To me a hero is someone who knows how to handle Plan B – someone who isn’t totally destroyed by life’s tragedies and disappointments but who still chooses to live, love and laugh. In the days following Tim's death, Ray would go into his study and decide whether he believed in God for that day. An act of the will. One day at a time.

Through the sadness and pain he exudes warmth, acceptance and compassion which touch the lives of everyone who knows him. He’s not pretending; he’s living life in its raw reality with a faith in God which is inspirational.

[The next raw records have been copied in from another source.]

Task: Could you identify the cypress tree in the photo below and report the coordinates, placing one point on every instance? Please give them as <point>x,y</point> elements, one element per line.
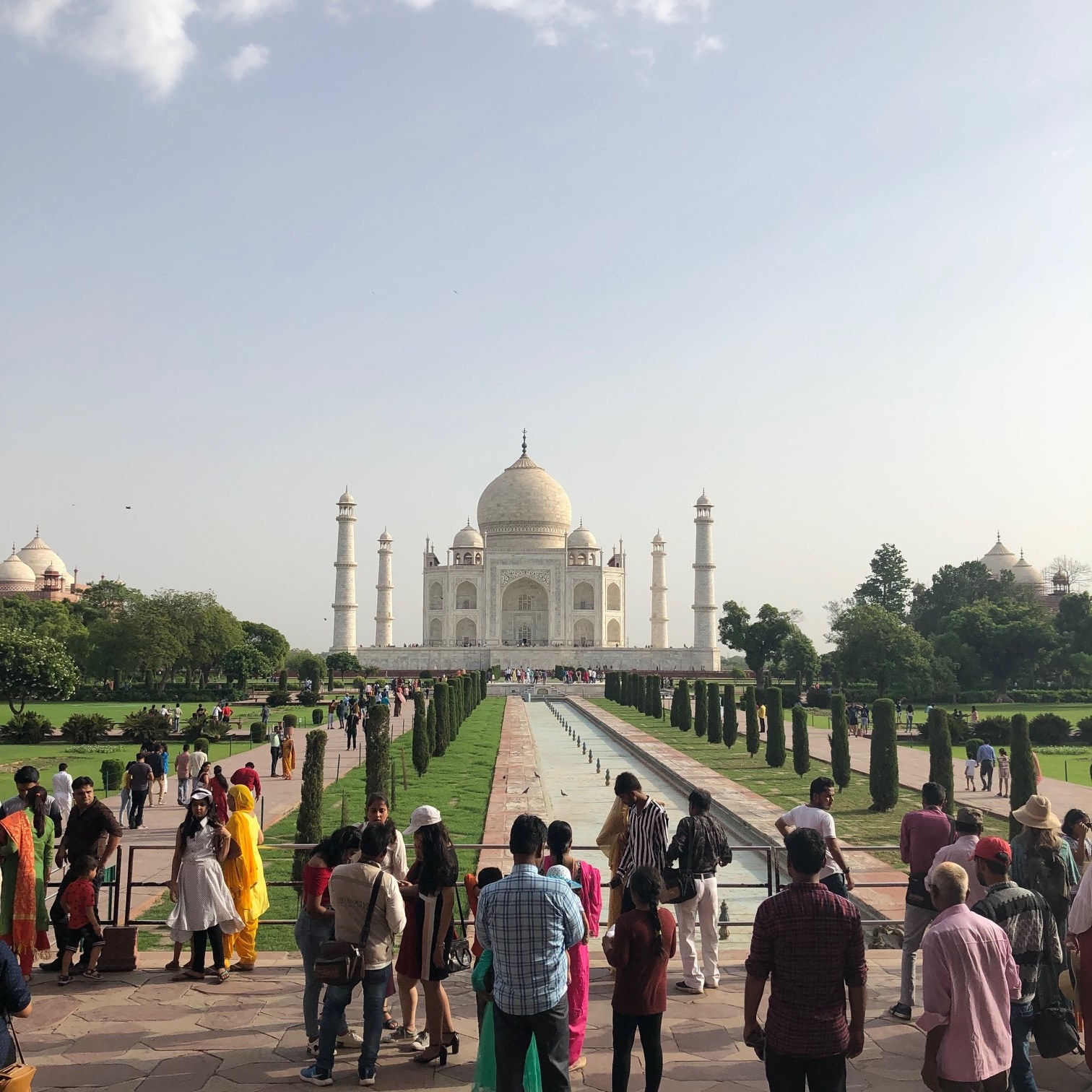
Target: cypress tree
<point>443,722</point>
<point>686,720</point>
<point>802,750</point>
<point>700,708</point>
<point>883,760</point>
<point>377,758</point>
<point>1021,770</point>
<point>838,742</point>
<point>422,752</point>
<point>430,724</point>
<point>309,817</point>
<point>750,716</point>
<point>774,729</point>
<point>940,756</point>
<point>714,714</point>
<point>731,729</point>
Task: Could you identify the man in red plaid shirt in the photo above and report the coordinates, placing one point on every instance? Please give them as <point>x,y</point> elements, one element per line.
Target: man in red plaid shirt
<point>810,942</point>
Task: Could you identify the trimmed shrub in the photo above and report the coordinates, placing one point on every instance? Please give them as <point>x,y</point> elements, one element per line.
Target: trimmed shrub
<point>774,729</point>
<point>686,720</point>
<point>750,707</point>
<point>714,714</point>
<point>838,742</point>
<point>113,770</point>
<point>309,817</point>
<point>802,753</point>
<point>1021,770</point>
<point>378,755</point>
<point>883,761</point>
<point>1049,729</point>
<point>940,756</point>
<point>85,727</point>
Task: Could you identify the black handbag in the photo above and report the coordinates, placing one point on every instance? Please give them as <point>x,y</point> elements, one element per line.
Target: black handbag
<point>459,950</point>
<point>339,962</point>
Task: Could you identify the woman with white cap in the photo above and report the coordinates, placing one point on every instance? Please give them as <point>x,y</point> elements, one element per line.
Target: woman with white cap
<point>203,906</point>
<point>429,895</point>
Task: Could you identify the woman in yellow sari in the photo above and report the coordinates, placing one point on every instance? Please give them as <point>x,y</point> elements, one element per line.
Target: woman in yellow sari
<point>612,841</point>
<point>245,877</point>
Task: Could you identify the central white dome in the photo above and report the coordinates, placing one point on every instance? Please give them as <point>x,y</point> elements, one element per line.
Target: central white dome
<point>524,509</point>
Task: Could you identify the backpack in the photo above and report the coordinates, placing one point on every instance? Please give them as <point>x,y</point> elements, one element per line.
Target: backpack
<point>1046,874</point>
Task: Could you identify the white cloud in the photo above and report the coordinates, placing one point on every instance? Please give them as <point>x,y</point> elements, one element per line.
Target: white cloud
<point>147,38</point>
<point>247,11</point>
<point>251,58</point>
<point>708,44</point>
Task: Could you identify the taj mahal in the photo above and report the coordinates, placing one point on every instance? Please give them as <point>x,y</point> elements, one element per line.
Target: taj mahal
<point>526,589</point>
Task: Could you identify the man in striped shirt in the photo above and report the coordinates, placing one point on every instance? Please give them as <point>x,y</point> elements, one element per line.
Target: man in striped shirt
<point>646,838</point>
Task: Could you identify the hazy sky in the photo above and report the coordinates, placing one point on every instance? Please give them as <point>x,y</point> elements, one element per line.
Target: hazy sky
<point>829,262</point>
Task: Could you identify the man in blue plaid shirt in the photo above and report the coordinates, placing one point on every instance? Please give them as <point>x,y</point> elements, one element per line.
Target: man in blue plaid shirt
<point>530,922</point>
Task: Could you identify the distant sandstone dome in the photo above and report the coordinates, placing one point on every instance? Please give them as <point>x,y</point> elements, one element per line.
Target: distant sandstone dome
<point>524,509</point>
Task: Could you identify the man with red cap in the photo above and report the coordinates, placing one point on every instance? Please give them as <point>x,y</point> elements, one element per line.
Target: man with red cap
<point>1029,923</point>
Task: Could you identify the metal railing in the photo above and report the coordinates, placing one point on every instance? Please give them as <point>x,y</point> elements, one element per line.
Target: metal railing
<point>772,885</point>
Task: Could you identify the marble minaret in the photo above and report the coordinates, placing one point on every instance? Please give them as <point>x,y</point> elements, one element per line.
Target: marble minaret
<point>659,618</point>
<point>384,593</point>
<point>704,594</point>
<point>345,586</point>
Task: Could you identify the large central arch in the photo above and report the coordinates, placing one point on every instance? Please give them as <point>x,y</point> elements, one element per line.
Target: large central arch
<point>524,612</point>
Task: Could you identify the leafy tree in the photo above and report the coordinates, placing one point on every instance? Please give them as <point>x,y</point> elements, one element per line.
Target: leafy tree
<point>342,663</point>
<point>269,641</point>
<point>802,752</point>
<point>700,708</point>
<point>1021,770</point>
<point>714,714</point>
<point>731,729</point>
<point>774,729</point>
<point>34,667</point>
<point>888,586</point>
<point>245,662</point>
<point>750,718</point>
<point>759,640</point>
<point>883,760</point>
<point>940,755</point>
<point>838,742</point>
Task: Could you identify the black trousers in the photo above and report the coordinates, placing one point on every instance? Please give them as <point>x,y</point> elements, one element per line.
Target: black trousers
<point>512,1040</point>
<point>625,1027</point>
<point>786,1072</point>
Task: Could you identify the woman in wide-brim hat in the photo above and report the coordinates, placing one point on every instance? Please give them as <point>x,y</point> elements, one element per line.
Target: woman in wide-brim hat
<point>1042,838</point>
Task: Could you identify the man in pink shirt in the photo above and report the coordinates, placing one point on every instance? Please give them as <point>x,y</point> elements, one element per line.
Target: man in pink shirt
<point>921,836</point>
<point>968,980</point>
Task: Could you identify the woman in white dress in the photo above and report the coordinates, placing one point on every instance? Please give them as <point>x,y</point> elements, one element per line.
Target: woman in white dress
<point>203,906</point>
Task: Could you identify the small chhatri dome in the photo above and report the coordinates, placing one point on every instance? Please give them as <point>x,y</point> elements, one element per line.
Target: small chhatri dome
<point>17,571</point>
<point>469,539</point>
<point>584,539</point>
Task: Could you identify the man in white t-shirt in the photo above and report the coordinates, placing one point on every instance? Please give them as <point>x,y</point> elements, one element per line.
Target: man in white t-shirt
<point>816,816</point>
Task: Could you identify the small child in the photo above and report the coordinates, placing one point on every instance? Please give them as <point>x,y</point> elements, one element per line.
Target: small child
<point>968,769</point>
<point>79,901</point>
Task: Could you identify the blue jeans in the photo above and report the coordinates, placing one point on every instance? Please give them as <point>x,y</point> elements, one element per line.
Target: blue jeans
<point>333,1017</point>
<point>1021,1077</point>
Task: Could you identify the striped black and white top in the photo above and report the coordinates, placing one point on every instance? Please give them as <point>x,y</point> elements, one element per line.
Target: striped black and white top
<point>648,838</point>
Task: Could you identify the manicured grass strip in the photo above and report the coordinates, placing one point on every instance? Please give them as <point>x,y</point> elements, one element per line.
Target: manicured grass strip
<point>459,784</point>
<point>857,823</point>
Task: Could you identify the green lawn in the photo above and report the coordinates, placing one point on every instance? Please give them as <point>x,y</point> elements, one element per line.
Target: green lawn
<point>857,823</point>
<point>459,784</point>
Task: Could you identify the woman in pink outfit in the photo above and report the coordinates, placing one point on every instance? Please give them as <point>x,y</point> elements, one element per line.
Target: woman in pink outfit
<point>590,895</point>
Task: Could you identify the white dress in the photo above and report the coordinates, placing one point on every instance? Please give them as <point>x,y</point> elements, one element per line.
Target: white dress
<point>203,899</point>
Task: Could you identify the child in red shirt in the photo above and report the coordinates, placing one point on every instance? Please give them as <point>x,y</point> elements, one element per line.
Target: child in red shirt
<point>79,901</point>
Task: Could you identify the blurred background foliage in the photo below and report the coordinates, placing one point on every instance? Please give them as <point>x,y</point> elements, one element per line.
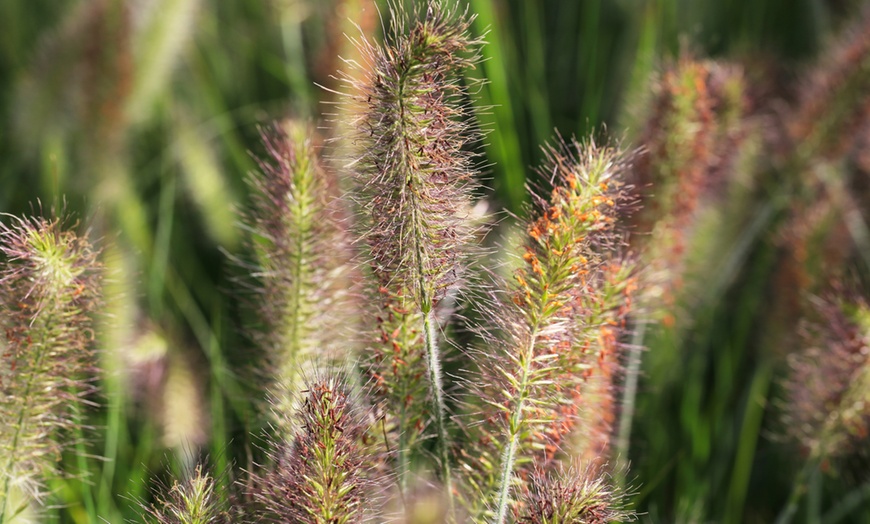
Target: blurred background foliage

He often says that most of the things we moan and complain about can be fixed. One of Ray’s good friends, Donna Cleven, wrote a poem inspired by his example: (Remember we’re in the US)

Problems
(or not)

Here’s something I have learned,
Though at first I thought it funny,
It’s really not a problem at all
If it can be solved with money.

You can’t buy health or strength,
Or the love of a prodigal child.
You can’t buy peace of mind,
Or reason for a friend gone wild.

You lost your theatre tickets?
You burned the dinner rolls?
An ink pen in the load of wash?
Your favourite jeans have holes?

Your dishwasher sprung a leak?
A fender bender at the mall?
Remember: if it can be fixed with money
It’s really not a problem at all.

I feel as if I’ve been staying with a living saint this week. What a privilege! I will be happy to be half as faithful as he. I love and salute you, Uncle Ray. You’re my hero!

1 comment:

  1. What a beautiful testimony to a man I wish I had known better. We can only hope that unsung heroes such as these will be celebrated on the other side!